Juha Koskela, who was announced as indisposed, sings the role of Wotan, father of the gods, with great clarity and comprehensibility, with full textual differentiation and creative power, which lends an appealing intensity to the central Ring scene, the monologue of the second act. It is wonderful how restrained, rigid and stiffly unmoved he had previously taken his wife Fricka’s criticism, only to then express his inner rage with a brief gesture of his hand. The acting on the small stage is generally good and comprehensible. Regina Pätzer plays Fricka as a fiery defender of marriage, embodying the admonishing, opinionated wife in a completely convincing manner with her energetic, slightly shaky intonation.

And Peggy Steiner, as the young Brünnhilde and Wotan’s favourite daughter, also manages to draw a great deal of acting and singing potential from the role: youthful, quick-tempered, powerful and expressive, she also succeeds in conveying a degree of desperate depth in the final act.

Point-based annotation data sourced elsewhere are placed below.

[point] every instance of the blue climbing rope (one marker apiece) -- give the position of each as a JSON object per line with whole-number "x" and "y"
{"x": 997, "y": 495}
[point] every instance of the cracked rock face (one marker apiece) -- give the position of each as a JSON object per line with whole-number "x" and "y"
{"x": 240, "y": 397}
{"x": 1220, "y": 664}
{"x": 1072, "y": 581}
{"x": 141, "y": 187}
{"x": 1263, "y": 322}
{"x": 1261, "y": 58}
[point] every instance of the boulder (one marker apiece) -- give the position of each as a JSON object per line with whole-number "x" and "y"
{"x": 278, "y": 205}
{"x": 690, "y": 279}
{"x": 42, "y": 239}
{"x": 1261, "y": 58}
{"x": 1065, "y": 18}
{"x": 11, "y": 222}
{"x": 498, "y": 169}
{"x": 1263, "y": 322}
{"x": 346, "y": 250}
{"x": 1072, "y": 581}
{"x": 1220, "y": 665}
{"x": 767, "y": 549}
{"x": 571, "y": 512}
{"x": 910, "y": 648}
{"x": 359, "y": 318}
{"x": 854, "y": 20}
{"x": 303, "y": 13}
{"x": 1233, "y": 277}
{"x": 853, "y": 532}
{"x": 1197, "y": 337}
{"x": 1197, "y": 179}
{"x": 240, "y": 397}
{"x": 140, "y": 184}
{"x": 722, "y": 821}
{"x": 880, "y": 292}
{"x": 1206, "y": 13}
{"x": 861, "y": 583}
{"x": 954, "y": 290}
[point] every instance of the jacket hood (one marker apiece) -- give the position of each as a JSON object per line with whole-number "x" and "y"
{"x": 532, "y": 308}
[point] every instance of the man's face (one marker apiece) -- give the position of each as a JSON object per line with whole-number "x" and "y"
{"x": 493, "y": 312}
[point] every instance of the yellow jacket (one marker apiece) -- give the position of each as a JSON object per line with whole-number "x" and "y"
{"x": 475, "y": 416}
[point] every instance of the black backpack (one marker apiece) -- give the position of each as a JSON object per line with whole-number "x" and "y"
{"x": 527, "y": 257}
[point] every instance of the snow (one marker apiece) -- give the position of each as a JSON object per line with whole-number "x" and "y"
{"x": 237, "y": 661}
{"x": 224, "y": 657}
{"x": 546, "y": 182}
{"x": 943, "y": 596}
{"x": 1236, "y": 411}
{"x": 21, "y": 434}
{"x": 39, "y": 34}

In the death announcement at the end of the second act, she certainly scores with blossoming phrases. As Siegmund, Max An emphasises the long ‘Wälse’ cries a little too ambitiously, but otherwise shows a lot of lyrical interpretation, flexibility and stamina right up to his (stage) death. This is fought out right at the front of the stage in classic style with spear, halbeard and sword.

In the course of the performance attended on 15 February 2026, Jessey-Joy Spronk becomes increasingly blossoming and beautifully dramatic in the role of Sieglinde. Hunding is played by Samuel Berlad – also announced as indisposed in advance – with a melodious emphasis on the part, which is otherwise often interpreted as dark and abysmal. This works well and is interesting.

GMD Johannes Rieger conducts the Harzer Sinfoniker in Alfons Abbass’s reduced orchestral version, which may not always work together perfectly, but overall offers a more musically sincere performance that is thrilling in places. Particularly at the beginning, the stormy thunderstorm prelude is full of shimmer and tension, a sparklingly clean Ride of the Valkyries and the appropriately dramatic farewell in the finale of the third act can be noted as plus points of this final evening, which, in front of a sold-out house, whets the appetite for the sequel with ‘Siegfried’ at the Harz Theatre on 7 November.